Of course, the whole point of Christmas is that we are not alone, isn’t it? I wrote Monday about the important inculturation of Christmas, but the event that is being inculturated, and the doctrines that event reveal, go beyond culture. It is the God-Man who entered history to transcend history whose birth we commemorate, a thing that is still very incredible, literally, hard to believe. Why would God so love the world that He would do such a thing? Why would He love us so much? How great is that love? These are the great questions are not answerable, and so we do not ask them, we simply rejoice that it is so and accept that He did so love us and does so love us that the Incarnation, the breaking of light into the darkness, has occurred. We do not question it, we celebrate it, and we celebrate it with songs and symbols and traditions so rich that they reach into every culture and class, to young and old, to one and to all.

There was some controversy this year when the Holy Father published a book about the infancy narratives, in which he noted that there might not have been animals in the manger when Jesus was born. Indeed, such particulars are never to be known for sure, but I think there must have been animals. My three beasts demonstrate more of the unconditional love that broke into the world in Bethlehem of Judea two thousand years ago than most of the two-legged animals I know. If the Devil has special snares for the well-intentioned, cannot God have a special roles in the divine economy for the ox and the ass and the border collie and the black lab and the St. Bernard? Does He not come to redeem all of creation?
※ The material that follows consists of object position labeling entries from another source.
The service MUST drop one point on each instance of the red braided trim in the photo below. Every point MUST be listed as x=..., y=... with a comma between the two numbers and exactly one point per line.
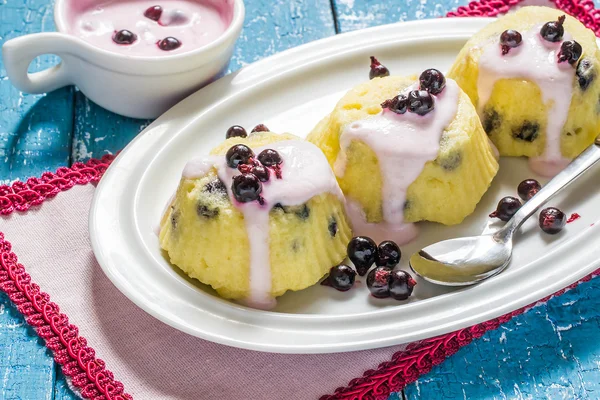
x=78, y=360
x=20, y=196
x=583, y=10
x=420, y=357
x=89, y=375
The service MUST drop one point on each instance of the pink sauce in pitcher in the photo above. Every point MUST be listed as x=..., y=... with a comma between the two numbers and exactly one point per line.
x=150, y=27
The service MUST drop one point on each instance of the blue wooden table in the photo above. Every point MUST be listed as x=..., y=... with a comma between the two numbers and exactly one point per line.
x=552, y=352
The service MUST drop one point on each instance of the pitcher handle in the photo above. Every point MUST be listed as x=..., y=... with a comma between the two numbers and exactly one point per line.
x=18, y=53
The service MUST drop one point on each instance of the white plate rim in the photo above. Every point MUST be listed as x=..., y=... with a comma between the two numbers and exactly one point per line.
x=277, y=67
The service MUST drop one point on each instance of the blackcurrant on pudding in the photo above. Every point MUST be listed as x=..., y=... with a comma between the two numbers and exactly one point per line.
x=532, y=76
x=149, y=28
x=406, y=149
x=260, y=215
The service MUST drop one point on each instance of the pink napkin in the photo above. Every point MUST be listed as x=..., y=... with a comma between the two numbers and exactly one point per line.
x=152, y=359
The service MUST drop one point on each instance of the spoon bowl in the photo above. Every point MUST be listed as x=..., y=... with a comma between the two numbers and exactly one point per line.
x=466, y=261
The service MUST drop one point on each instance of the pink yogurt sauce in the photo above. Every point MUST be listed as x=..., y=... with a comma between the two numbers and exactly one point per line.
x=193, y=23
x=535, y=60
x=403, y=145
x=305, y=173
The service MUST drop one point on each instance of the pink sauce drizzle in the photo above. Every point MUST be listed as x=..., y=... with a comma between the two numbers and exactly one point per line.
x=535, y=60
x=403, y=145
x=573, y=217
x=305, y=174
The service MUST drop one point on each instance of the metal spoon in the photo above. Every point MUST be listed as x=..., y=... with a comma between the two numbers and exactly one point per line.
x=466, y=261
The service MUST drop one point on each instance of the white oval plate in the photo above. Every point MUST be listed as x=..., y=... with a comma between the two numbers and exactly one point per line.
x=290, y=92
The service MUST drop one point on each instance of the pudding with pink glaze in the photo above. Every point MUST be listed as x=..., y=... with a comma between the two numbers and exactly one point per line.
x=150, y=28
x=406, y=150
x=259, y=216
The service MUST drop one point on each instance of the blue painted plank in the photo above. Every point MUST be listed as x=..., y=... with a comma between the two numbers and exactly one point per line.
x=26, y=368
x=35, y=131
x=287, y=24
x=35, y=135
x=552, y=352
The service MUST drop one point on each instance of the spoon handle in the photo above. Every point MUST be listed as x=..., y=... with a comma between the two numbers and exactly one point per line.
x=574, y=170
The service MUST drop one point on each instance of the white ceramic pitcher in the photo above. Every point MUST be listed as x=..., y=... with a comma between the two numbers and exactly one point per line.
x=134, y=86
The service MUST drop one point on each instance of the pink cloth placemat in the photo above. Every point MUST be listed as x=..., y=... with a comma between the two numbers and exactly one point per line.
x=110, y=349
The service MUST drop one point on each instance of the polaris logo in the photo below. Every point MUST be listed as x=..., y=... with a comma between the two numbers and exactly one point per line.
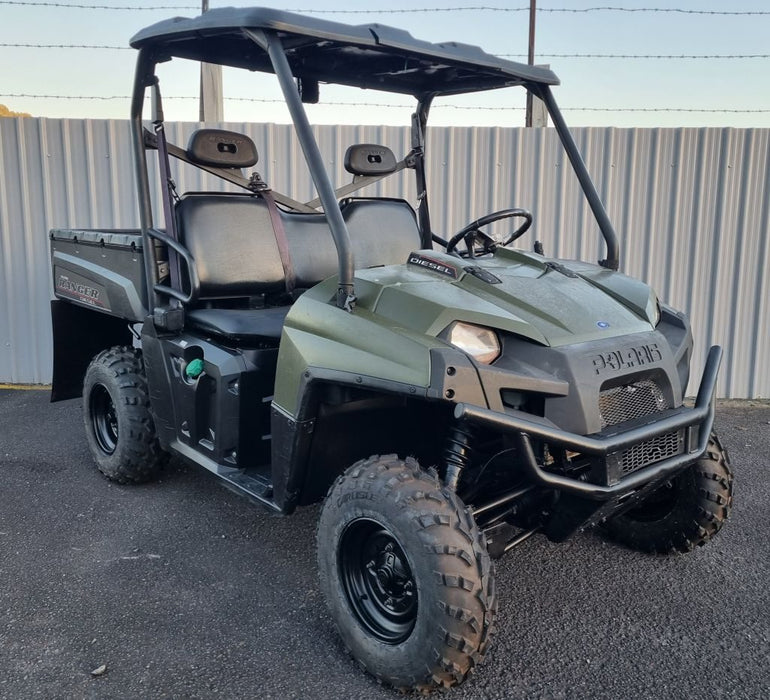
x=627, y=358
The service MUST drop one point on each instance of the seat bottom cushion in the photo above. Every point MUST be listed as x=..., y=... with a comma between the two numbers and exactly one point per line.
x=240, y=324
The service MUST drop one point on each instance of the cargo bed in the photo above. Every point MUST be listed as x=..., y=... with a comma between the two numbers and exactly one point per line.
x=100, y=269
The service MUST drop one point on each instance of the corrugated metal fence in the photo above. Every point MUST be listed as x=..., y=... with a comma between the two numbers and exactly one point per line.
x=690, y=206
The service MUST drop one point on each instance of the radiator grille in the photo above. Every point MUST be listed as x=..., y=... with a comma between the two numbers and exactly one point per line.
x=649, y=452
x=635, y=400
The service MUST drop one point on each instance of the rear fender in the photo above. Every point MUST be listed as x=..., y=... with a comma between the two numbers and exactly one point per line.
x=79, y=334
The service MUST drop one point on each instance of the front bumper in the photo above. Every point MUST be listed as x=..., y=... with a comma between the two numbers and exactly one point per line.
x=694, y=423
The centerpiece of Christmas managed to survive the turmoil of my week. I missed Midnight Mass but went the next morning. I attended Mass at the Dominican House of Studies here in Washington. The music was glorious, the liturgy beautiful, and when the incense at the gospels brought on a coughing spell, a very kind friar went and got me a cup of water. Of course, the Mass, like all Masses, commemorates the passion, death and resurrection of the Lord. We go from the announcement of his birth to the proclamation of his death within an hour. As the hymn “Good Christian Men, Rejoice,” has it, “Christ was born for this.” It was good, too, to hear the great opening of the Gospel of John proclaimed – and at the DHS the Gospel was sung – and to reflect on the cosmic aspect of this apparently lowly event in a manger so long ago. The cosmic significance of the coming of Christ, and the deep roots it has taken in our culture, was further confirmed when I made my way to the animal hospital yesterday after Mass, to visit my little girl, and the tech said, “We had a Christmas miracle today. She is already starting to move her hind legs.” I do not know if this young man is devout, but even he referred Clementine’s moving her hind legs to the event in Bethlehem.

We are not alone. We are never alone anymore. The light has come into the darkness. Mine was a strange but very blessed Christmas Day, but as I like to remind people, Christmas started yesterday and we have twelve days of it. I hope each and everyone of you will find the blessings of the season and that the abundant grace of the holiday will be yours.